World Vision says crisis is ‘life or death’ for nine million Syrians in food poverty

 

XINHUA/PA

Syrians check the growth of vegetables they planted in a stretch of land near their home in the countryside of Damascus, last weekend

MORE than 22 million people in Yemen and Syria are “in crisis or worse” in terms of food security, according to the UN World Food Programme (WFP). In its 2020 Global Report on Food Crises, it says that 6.6 million of these are in Syria, and 16 million are in Yemen.

Although violence abated in the critical port city of Hodeida, on Yemen’s Red Sea coast, after an agreement in 2018, the report says that “conflict increased in other areas and fighting continued across 10 out of 22 governorates. The protracted conflict continued to severely disrupt economic activity, damage infrastructure, destroy public services and restrict access to markets and services.”

As many as two million children, aged between six months and five years, are acutely malnourished, 400,000 of them severely so, the WFP says.

Nine years into the crisis in Syria, the report continues, “The scale and complexity of humanitarian needs and protection concerns remained high. In the north-east, increased conflict since the onset of the Turkish-led military offensive in October 2019 resulted in civilian deaths and significant displacement.”

Much of that displacement has been into north-west Syria. World Vision’s district co-ordinator in the country, who cannot be named, said on Tuesday of last week that the region was now overcrowded. It had become “very difficult to get enough food and safe drinking water. Much of the infrastructure has been destroyed, and the roads are in a very bad condition, making it harder to transport life-saving aid.” Another problem is that “the majority of those who are displaced don’t have jobs; so can’t afford to buy food.”

The World Vision co-ordinator said: “We are deeply concerned for the over nine million Syrians across the country who are already going to bed hungry each night.
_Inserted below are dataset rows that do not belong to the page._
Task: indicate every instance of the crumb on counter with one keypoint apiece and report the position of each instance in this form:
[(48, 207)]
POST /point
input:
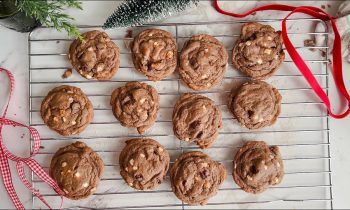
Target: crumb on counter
[(67, 73), (310, 43)]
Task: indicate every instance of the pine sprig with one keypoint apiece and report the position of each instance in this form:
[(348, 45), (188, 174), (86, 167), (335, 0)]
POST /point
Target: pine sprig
[(139, 12), (49, 13)]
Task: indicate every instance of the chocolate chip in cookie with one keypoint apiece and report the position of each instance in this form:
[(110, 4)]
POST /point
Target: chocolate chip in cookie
[(195, 177), (67, 110), (97, 57), (258, 52), (256, 104), (154, 53), (257, 166), (144, 163), (77, 169), (196, 119), (203, 62), (135, 105)]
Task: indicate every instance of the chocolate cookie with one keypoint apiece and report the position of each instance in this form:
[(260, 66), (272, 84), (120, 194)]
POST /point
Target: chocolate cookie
[(203, 62), (97, 57), (258, 52), (77, 169), (67, 110), (154, 53), (143, 163), (256, 104), (135, 105), (257, 166), (196, 119), (195, 177)]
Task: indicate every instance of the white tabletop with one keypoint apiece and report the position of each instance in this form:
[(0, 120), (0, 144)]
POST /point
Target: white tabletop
[(14, 56)]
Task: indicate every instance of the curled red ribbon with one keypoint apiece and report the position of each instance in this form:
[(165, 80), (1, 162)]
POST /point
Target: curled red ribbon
[(299, 62), (6, 155)]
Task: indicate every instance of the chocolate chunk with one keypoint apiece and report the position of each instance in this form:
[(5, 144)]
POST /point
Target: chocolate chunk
[(95, 58), (135, 105), (67, 110), (77, 169), (191, 183), (257, 166), (143, 172), (203, 62), (196, 119), (154, 53), (258, 52), (256, 104)]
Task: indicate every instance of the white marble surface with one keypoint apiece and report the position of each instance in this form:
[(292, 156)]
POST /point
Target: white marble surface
[(13, 56)]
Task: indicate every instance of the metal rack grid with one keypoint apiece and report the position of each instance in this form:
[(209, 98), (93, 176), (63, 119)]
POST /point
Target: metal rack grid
[(302, 131)]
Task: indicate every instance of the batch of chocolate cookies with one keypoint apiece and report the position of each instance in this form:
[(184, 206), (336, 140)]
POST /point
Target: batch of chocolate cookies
[(144, 162)]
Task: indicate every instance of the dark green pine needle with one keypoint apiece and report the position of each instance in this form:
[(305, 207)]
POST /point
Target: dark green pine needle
[(139, 12), (49, 13)]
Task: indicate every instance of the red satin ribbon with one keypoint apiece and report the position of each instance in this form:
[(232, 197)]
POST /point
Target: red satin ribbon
[(6, 155), (299, 62)]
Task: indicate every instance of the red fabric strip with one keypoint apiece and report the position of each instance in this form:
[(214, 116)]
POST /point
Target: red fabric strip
[(6, 155)]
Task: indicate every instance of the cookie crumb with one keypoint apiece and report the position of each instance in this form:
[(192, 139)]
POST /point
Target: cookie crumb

For them, this is life or death.”

The policy and communication adviser for Oxfam in Syria, Matthew Hemsley, said that, “as the economic situation has worsened, with the Syrian pound buying less than ever before and the dramatic rise in food prices, the impact has been devastating. Families with very little are having to cut back even further, limiting meals and going without. We spoke to one woman who told us that they could feed their children, but adults only ate if there were leftovers.”

Although there are supplies of food in shops and markets, Mr Hemsley continued, “There’s also a concern that farmers are struggling to harvest their next crops. During a recent seeds and saplings distribution in Ghouta, one farmer told us that had we not given him the seeds, he could have had no money to buy them.”

While the food crises are most severe in Yemen and Syria, other Middle Eastern countries also face problems. In Iraq, for example, the WFP says that “widespread protests and insecurity had significant impacts on humanitarian operations,” and intermittent curfews were “resulting in missions being delayed or cancelled”.

Although millions of displaced people have returned home over the past three years, “intercommunal and societal tensions persisted on multiple fronts and the spectre of armed conflict and renewed displacement lingered.”